How often must a PFU be repeated according to VDI/VDE 2645-3?
VDI/VDE 2645-3 does not prescribe a fixed interval for repetition. In practice, PFUs are typically repeated after major process changes (tool change, material change, new operators), after deviations in series monitoring, or at the customer's request (e.g., during automotive audits). As a guideline, an annual cycle is used, or with the introduction of a new part type.
What is the difference between Cpk and Cmk in screw technology?
Cmk is the critical machine capability index and describes the capability of the screw tool under controlled ideal conditions (short-term, without external disturbances) - typical threshold: Cmk ≥ 1.67. Cpk is the critical process capability index and evaluates the entire screw process under real production conditions, including all influencing factors (operator, material, environment). A high Cmk does not guarantee a high Cpk.
Can a passing Cmk value replace the PFU?
No. The MFU (with Cmk) evaluates only the screw tool under laboratory conditions - it is a necessary prerequisite, but not a replacement for the PFU. Only the PFU according to VDI/VDE 2645-3 under real production conditions proves the actual quality capability of the overall process. Both investigations must be documented in accordance with the standard.

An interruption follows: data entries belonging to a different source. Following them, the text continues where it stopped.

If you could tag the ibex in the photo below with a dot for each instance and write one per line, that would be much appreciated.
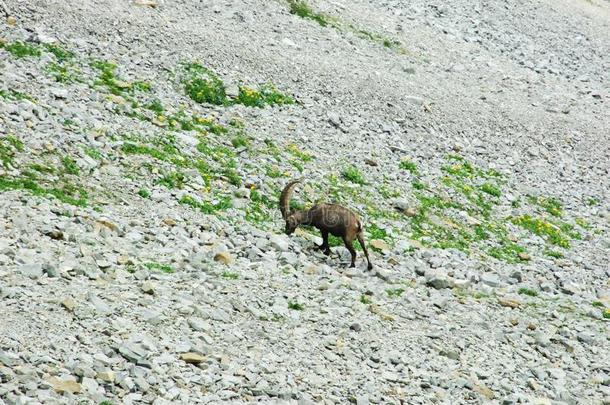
(331, 219)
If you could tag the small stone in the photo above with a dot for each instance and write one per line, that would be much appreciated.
(380, 244)
(192, 358)
(61, 386)
(289, 42)
(280, 242)
(490, 279)
(106, 376)
(223, 257)
(69, 304)
(32, 271)
(509, 302)
(437, 278)
(199, 325)
(99, 305)
(148, 288)
(483, 390)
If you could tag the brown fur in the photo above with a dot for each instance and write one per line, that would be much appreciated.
(330, 219)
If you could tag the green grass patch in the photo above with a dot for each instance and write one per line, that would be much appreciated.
(203, 86)
(265, 95)
(592, 201)
(554, 254)
(395, 292)
(549, 204)
(491, 189)
(15, 95)
(353, 174)
(295, 306)
(67, 194)
(70, 165)
(172, 180)
(9, 147)
(155, 106)
(528, 291)
(240, 141)
(544, 229)
(159, 267)
(303, 10)
(365, 299)
(93, 153)
(298, 153)
(61, 54)
(206, 207)
(406, 164)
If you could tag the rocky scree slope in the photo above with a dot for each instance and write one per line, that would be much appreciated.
(143, 146)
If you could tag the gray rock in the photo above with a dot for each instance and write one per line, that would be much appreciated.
(490, 279)
(33, 270)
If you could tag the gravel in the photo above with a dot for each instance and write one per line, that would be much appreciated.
(148, 294)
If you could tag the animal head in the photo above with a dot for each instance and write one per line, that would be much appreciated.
(292, 218)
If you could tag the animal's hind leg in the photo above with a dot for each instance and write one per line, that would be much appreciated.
(366, 252)
(348, 245)
(324, 246)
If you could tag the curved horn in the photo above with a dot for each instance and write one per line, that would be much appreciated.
(285, 198)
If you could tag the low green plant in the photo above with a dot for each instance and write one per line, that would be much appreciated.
(67, 194)
(61, 54)
(15, 95)
(395, 292)
(93, 153)
(70, 165)
(207, 207)
(240, 141)
(365, 299)
(295, 306)
(406, 164)
(554, 254)
(303, 10)
(203, 86)
(353, 174)
(160, 267)
(172, 180)
(528, 291)
(544, 229)
(491, 189)
(549, 204)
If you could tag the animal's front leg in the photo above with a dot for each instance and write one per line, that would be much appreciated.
(350, 247)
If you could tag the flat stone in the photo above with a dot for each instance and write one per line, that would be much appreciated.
(106, 376)
(223, 257)
(192, 358)
(61, 386)
(33, 270)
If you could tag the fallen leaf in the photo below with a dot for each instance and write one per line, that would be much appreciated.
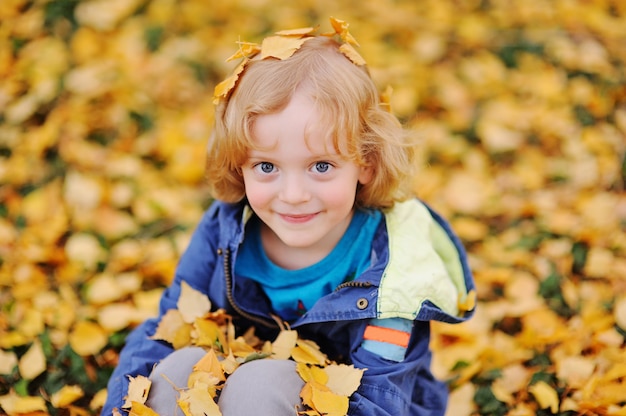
(33, 362)
(21, 405)
(545, 395)
(138, 390)
(192, 303)
(87, 338)
(66, 396)
(284, 344)
(197, 401)
(173, 329)
(343, 379)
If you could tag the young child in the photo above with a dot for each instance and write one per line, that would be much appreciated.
(314, 223)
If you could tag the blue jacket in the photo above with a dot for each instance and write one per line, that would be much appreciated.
(419, 271)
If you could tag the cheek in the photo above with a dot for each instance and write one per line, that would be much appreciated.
(257, 194)
(340, 195)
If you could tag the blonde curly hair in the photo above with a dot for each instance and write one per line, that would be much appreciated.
(348, 103)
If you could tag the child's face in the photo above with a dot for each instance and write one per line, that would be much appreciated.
(300, 188)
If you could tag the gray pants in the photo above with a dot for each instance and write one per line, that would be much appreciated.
(261, 387)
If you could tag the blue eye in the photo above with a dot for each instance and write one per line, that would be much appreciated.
(266, 167)
(322, 167)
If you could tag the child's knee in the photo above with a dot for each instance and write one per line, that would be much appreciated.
(269, 386)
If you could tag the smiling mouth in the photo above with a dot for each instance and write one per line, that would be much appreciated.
(297, 218)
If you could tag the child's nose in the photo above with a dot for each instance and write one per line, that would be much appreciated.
(294, 190)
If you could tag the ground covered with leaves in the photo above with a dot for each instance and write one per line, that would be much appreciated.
(520, 107)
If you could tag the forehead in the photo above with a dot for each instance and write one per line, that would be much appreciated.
(300, 122)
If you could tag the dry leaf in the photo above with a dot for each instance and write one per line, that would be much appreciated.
(223, 88)
(140, 409)
(326, 402)
(8, 361)
(308, 352)
(343, 379)
(284, 344)
(87, 338)
(280, 47)
(66, 396)
(211, 364)
(310, 373)
(21, 405)
(197, 401)
(545, 395)
(173, 329)
(192, 303)
(349, 51)
(33, 362)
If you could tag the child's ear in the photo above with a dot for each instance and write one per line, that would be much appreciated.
(366, 175)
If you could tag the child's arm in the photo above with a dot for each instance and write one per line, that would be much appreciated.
(405, 387)
(141, 353)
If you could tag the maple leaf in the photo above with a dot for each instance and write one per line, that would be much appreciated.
(140, 409)
(173, 329)
(308, 352)
(33, 362)
(138, 390)
(343, 379)
(546, 396)
(284, 344)
(197, 401)
(66, 396)
(223, 88)
(280, 47)
(210, 363)
(246, 50)
(192, 303)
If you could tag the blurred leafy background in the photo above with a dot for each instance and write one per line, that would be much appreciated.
(520, 107)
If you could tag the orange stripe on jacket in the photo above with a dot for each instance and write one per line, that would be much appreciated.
(388, 335)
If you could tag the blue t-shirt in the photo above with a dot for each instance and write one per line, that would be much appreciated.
(293, 292)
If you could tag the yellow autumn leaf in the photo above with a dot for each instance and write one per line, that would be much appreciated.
(197, 401)
(280, 47)
(341, 28)
(208, 333)
(283, 344)
(138, 390)
(327, 402)
(297, 32)
(229, 363)
(349, 51)
(87, 338)
(33, 362)
(468, 303)
(209, 363)
(98, 399)
(545, 395)
(66, 396)
(192, 303)
(246, 50)
(343, 379)
(140, 409)
(310, 373)
(308, 352)
(173, 329)
(15, 405)
(223, 88)
(8, 361)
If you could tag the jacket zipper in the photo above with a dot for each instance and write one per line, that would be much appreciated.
(229, 295)
(353, 283)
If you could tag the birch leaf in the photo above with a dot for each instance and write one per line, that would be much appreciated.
(192, 303)
(33, 362)
(138, 390)
(343, 379)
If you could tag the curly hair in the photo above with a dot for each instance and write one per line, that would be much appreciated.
(348, 103)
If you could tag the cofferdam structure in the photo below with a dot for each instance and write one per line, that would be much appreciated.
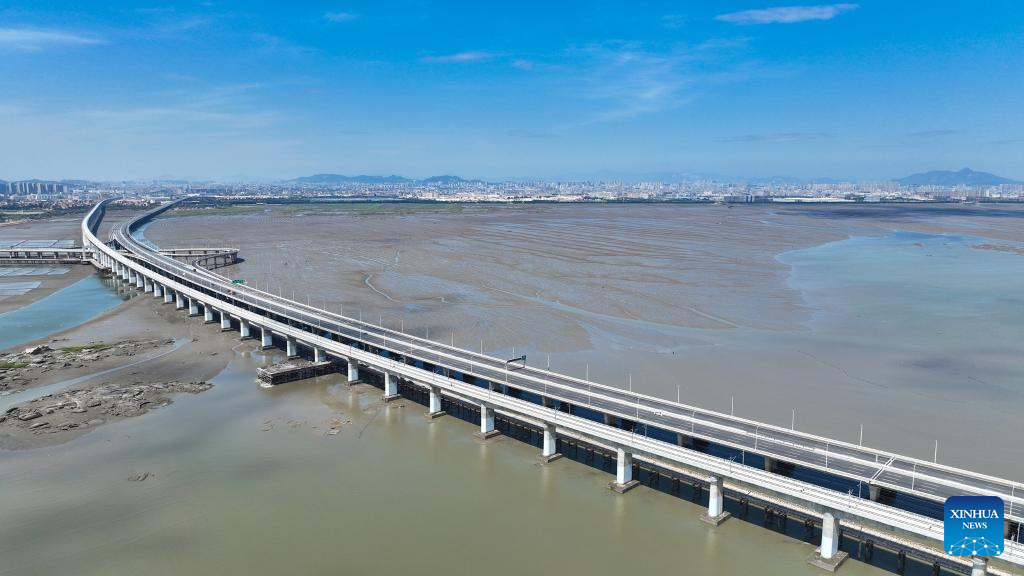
(840, 489)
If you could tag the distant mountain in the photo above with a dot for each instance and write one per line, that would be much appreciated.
(361, 179)
(966, 176)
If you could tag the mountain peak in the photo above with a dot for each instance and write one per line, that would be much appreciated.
(964, 176)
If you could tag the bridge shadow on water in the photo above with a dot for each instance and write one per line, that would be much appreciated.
(768, 515)
(886, 554)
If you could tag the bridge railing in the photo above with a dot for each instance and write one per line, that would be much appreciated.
(816, 448)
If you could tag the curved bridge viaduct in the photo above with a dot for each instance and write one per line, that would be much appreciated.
(601, 415)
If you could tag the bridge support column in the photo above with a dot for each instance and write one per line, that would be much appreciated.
(624, 471)
(548, 452)
(390, 386)
(435, 404)
(828, 557)
(716, 503)
(486, 423)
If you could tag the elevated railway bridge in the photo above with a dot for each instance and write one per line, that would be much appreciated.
(842, 484)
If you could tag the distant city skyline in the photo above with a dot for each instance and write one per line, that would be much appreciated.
(254, 90)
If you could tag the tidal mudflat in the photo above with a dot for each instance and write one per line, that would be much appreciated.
(781, 314)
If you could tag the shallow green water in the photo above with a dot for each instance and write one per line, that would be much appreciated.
(391, 493)
(62, 310)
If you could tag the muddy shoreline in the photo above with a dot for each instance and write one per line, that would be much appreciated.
(158, 354)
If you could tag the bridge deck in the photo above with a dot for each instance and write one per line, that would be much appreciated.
(858, 463)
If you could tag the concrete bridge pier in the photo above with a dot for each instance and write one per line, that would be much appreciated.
(435, 404)
(828, 557)
(873, 492)
(716, 503)
(548, 451)
(486, 422)
(624, 472)
(390, 386)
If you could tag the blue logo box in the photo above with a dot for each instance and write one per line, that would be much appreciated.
(974, 526)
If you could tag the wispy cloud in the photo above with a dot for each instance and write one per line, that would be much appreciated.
(636, 78)
(786, 14)
(674, 21)
(459, 57)
(340, 16)
(928, 134)
(36, 39)
(527, 133)
(776, 137)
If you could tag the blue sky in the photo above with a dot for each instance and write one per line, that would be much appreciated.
(524, 89)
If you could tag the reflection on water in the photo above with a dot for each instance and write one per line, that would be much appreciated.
(249, 481)
(62, 310)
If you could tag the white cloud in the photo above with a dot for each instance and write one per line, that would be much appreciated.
(36, 39)
(787, 14)
(469, 56)
(340, 16)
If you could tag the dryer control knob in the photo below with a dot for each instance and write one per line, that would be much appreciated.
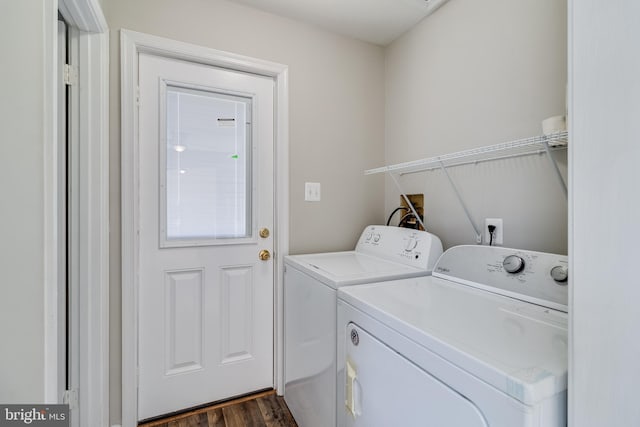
(560, 273)
(513, 264)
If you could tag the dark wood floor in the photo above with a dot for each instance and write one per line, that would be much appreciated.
(259, 410)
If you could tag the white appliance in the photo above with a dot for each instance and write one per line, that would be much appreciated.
(482, 342)
(310, 285)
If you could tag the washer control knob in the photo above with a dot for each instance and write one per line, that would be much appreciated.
(513, 264)
(411, 244)
(560, 273)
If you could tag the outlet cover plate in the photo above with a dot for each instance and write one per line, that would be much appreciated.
(312, 191)
(498, 234)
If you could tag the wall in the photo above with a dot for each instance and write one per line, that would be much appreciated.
(605, 106)
(336, 119)
(22, 205)
(473, 74)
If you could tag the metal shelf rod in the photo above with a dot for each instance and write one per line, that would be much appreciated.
(473, 162)
(537, 143)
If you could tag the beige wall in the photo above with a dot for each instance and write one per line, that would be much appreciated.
(22, 48)
(473, 74)
(336, 119)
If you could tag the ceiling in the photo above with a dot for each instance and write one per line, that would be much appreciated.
(375, 21)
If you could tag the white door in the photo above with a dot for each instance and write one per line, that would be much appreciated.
(206, 202)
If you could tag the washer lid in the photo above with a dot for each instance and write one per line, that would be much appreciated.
(517, 347)
(337, 269)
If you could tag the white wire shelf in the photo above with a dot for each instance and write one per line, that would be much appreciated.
(521, 147)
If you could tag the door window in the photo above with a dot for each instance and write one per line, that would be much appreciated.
(207, 167)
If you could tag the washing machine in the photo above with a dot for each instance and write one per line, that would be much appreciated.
(482, 342)
(310, 296)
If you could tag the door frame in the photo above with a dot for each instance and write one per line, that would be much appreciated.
(131, 45)
(89, 130)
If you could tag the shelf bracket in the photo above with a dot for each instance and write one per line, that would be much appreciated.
(461, 201)
(554, 165)
(406, 199)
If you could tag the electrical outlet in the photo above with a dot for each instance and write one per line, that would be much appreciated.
(312, 191)
(498, 234)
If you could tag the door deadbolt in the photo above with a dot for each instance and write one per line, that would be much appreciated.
(264, 255)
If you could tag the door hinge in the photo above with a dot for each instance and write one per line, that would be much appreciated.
(70, 397)
(69, 75)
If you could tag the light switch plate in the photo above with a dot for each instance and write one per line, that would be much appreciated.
(312, 191)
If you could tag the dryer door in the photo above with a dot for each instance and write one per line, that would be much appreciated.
(385, 389)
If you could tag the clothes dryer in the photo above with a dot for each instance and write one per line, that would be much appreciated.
(310, 285)
(482, 342)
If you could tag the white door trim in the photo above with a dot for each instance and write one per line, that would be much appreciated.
(91, 130)
(131, 45)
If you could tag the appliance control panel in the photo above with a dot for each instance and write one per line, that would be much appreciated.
(404, 245)
(537, 277)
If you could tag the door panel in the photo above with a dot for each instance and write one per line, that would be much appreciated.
(206, 187)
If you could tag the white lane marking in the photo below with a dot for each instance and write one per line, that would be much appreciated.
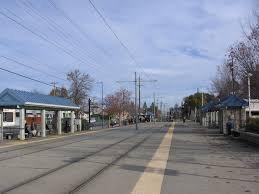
(151, 182)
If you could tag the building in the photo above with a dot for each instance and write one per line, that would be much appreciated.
(257, 81)
(20, 107)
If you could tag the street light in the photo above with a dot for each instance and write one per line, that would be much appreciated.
(102, 104)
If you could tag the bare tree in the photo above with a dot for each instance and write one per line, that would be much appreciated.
(245, 56)
(80, 86)
(60, 92)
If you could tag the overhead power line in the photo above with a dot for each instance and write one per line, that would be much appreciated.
(54, 43)
(33, 68)
(24, 76)
(116, 36)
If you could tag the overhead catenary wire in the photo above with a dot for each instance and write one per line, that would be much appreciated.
(24, 76)
(54, 43)
(58, 29)
(116, 36)
(34, 69)
(76, 26)
(36, 61)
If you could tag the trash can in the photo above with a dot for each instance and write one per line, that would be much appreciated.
(229, 127)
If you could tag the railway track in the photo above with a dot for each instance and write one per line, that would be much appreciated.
(46, 148)
(30, 180)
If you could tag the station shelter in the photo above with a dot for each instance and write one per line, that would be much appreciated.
(21, 104)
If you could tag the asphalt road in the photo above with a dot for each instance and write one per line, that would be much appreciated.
(158, 158)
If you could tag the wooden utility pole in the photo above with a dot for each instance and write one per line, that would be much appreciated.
(136, 99)
(54, 87)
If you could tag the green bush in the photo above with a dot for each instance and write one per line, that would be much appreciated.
(252, 125)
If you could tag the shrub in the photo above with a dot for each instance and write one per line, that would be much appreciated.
(252, 125)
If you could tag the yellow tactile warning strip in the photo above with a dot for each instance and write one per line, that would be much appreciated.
(19, 142)
(151, 182)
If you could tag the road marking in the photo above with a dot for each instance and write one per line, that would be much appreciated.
(151, 182)
(17, 143)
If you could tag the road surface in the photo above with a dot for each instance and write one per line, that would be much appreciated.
(158, 158)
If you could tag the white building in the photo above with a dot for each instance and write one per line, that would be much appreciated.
(254, 106)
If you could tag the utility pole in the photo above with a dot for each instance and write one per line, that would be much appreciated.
(136, 99)
(231, 65)
(89, 109)
(137, 83)
(249, 93)
(102, 104)
(154, 107)
(161, 111)
(2, 127)
(139, 94)
(202, 102)
(54, 87)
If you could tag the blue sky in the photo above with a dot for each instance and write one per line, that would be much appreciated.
(179, 43)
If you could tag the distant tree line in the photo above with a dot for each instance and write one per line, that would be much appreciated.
(242, 58)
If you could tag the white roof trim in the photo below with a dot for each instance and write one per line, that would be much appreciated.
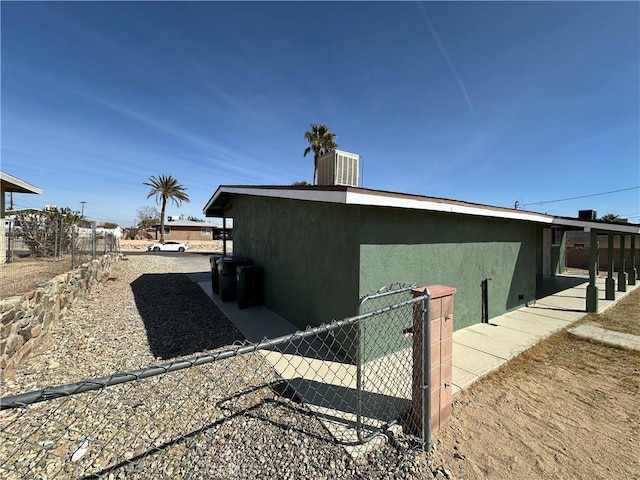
(16, 182)
(587, 225)
(358, 198)
(386, 199)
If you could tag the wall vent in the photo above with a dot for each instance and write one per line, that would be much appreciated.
(339, 168)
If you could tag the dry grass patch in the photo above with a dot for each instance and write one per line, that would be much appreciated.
(566, 408)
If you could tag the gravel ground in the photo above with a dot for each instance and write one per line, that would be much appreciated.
(224, 419)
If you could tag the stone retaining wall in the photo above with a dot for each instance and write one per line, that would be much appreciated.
(25, 319)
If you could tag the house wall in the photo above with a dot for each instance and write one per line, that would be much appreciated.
(459, 251)
(309, 252)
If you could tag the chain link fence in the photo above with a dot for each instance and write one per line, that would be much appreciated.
(283, 405)
(32, 259)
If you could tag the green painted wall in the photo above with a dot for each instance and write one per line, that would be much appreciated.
(460, 251)
(320, 258)
(559, 256)
(309, 252)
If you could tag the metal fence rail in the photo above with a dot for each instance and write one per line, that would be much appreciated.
(205, 416)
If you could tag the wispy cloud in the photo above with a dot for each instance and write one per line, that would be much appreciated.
(447, 58)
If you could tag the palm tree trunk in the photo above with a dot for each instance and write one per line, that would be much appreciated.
(315, 169)
(164, 206)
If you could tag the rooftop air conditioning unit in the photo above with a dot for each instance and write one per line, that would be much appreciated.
(339, 168)
(587, 214)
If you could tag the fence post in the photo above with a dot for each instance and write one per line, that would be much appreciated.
(10, 243)
(93, 240)
(73, 247)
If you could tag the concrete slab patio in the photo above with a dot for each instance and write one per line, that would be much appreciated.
(477, 350)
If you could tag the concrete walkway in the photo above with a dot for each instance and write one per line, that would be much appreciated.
(477, 350)
(482, 348)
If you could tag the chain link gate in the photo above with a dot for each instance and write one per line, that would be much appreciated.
(392, 363)
(184, 417)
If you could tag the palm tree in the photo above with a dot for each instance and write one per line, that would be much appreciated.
(164, 188)
(321, 140)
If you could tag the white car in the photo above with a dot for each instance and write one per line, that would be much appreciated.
(167, 247)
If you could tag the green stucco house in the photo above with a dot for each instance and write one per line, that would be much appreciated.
(324, 247)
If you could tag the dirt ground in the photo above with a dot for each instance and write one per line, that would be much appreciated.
(567, 408)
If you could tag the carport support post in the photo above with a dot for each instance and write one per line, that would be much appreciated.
(592, 289)
(224, 236)
(610, 292)
(633, 272)
(622, 274)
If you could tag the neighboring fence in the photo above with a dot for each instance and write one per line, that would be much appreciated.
(30, 263)
(224, 413)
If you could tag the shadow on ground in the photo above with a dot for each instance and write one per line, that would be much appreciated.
(179, 317)
(552, 285)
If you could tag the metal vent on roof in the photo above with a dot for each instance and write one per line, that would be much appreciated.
(587, 214)
(339, 168)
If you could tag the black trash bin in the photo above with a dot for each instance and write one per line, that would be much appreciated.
(227, 276)
(215, 278)
(249, 286)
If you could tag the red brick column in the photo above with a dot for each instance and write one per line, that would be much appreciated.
(441, 325)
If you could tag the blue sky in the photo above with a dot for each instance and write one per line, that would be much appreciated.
(484, 102)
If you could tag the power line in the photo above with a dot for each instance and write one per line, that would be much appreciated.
(582, 196)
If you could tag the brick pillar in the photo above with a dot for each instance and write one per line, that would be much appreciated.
(441, 327)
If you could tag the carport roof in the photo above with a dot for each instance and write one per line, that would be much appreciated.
(221, 204)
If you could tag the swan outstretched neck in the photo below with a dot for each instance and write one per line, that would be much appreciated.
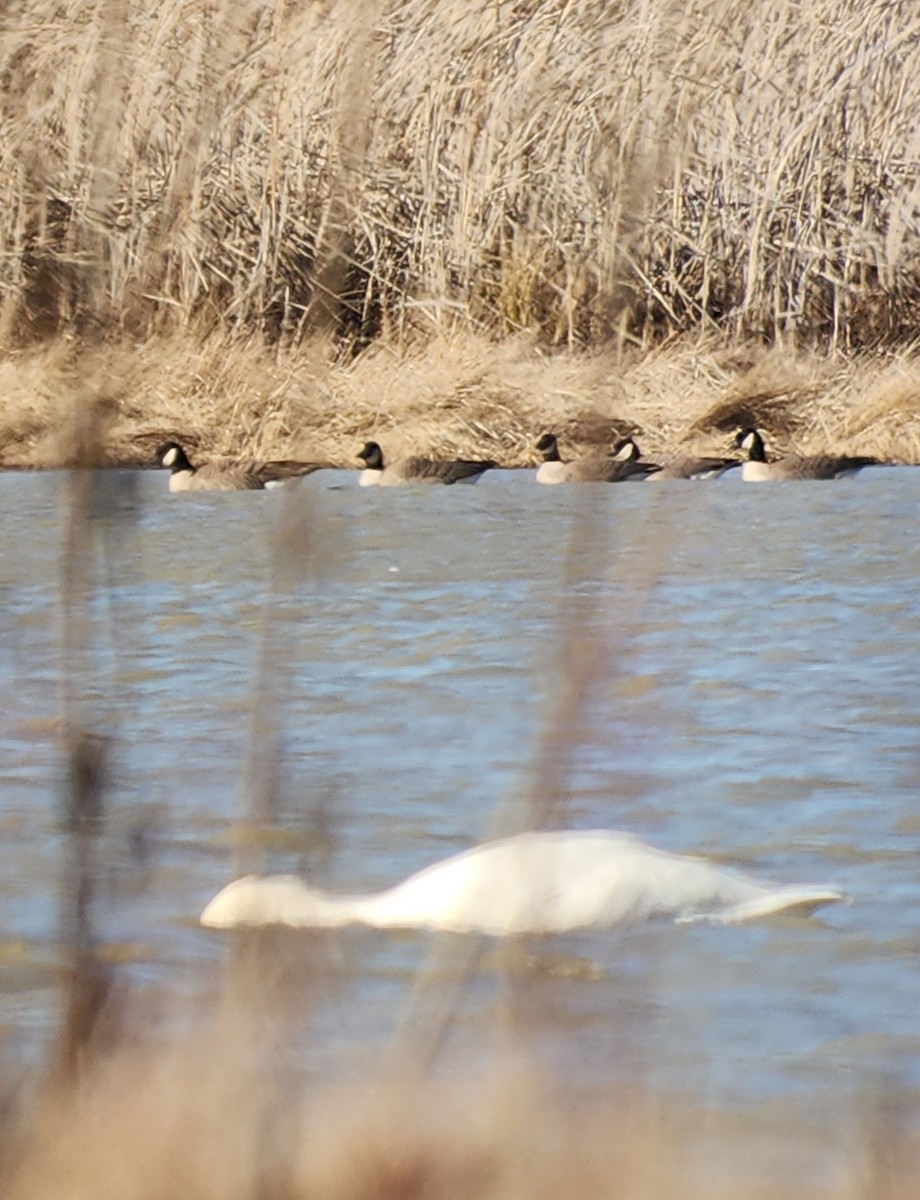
(543, 882)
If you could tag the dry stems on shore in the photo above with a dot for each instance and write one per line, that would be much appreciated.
(208, 209)
(578, 168)
(461, 395)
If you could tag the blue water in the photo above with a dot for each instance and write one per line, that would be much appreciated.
(723, 670)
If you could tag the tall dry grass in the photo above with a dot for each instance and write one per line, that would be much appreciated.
(582, 168)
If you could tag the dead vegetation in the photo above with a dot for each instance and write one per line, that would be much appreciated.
(278, 231)
(584, 171)
(461, 395)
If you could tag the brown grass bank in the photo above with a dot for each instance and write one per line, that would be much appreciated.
(461, 395)
(209, 209)
(587, 169)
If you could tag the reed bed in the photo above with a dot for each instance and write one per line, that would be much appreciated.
(248, 196)
(461, 395)
(579, 168)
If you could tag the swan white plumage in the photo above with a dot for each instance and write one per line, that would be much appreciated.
(543, 882)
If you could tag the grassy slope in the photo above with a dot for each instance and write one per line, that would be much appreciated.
(636, 195)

Which measurement method does VDI/VDE 2645-3 prescribe for the PFU?
Over-turning torque measurement is described as a procedure for the PFU. After tightening, a calibrated test tool is applied and the torque required to rotate the screw slightly further is measured. This over-turning torque is an indirect measure of the actually achieved preload in the joint.
At what Cpk value is a screw process considered capable?
The required minimum Cpk depends on the industry and the customer. In the automotive industry, Cpk ≥ 1.67 is the standard for safety-critical connections of class A. A Cpk ≥ 1.33 is considered sufficient in many other industries. If Cpk < 1.33, the process is considered not capable and immediate corrective actions must be initiated.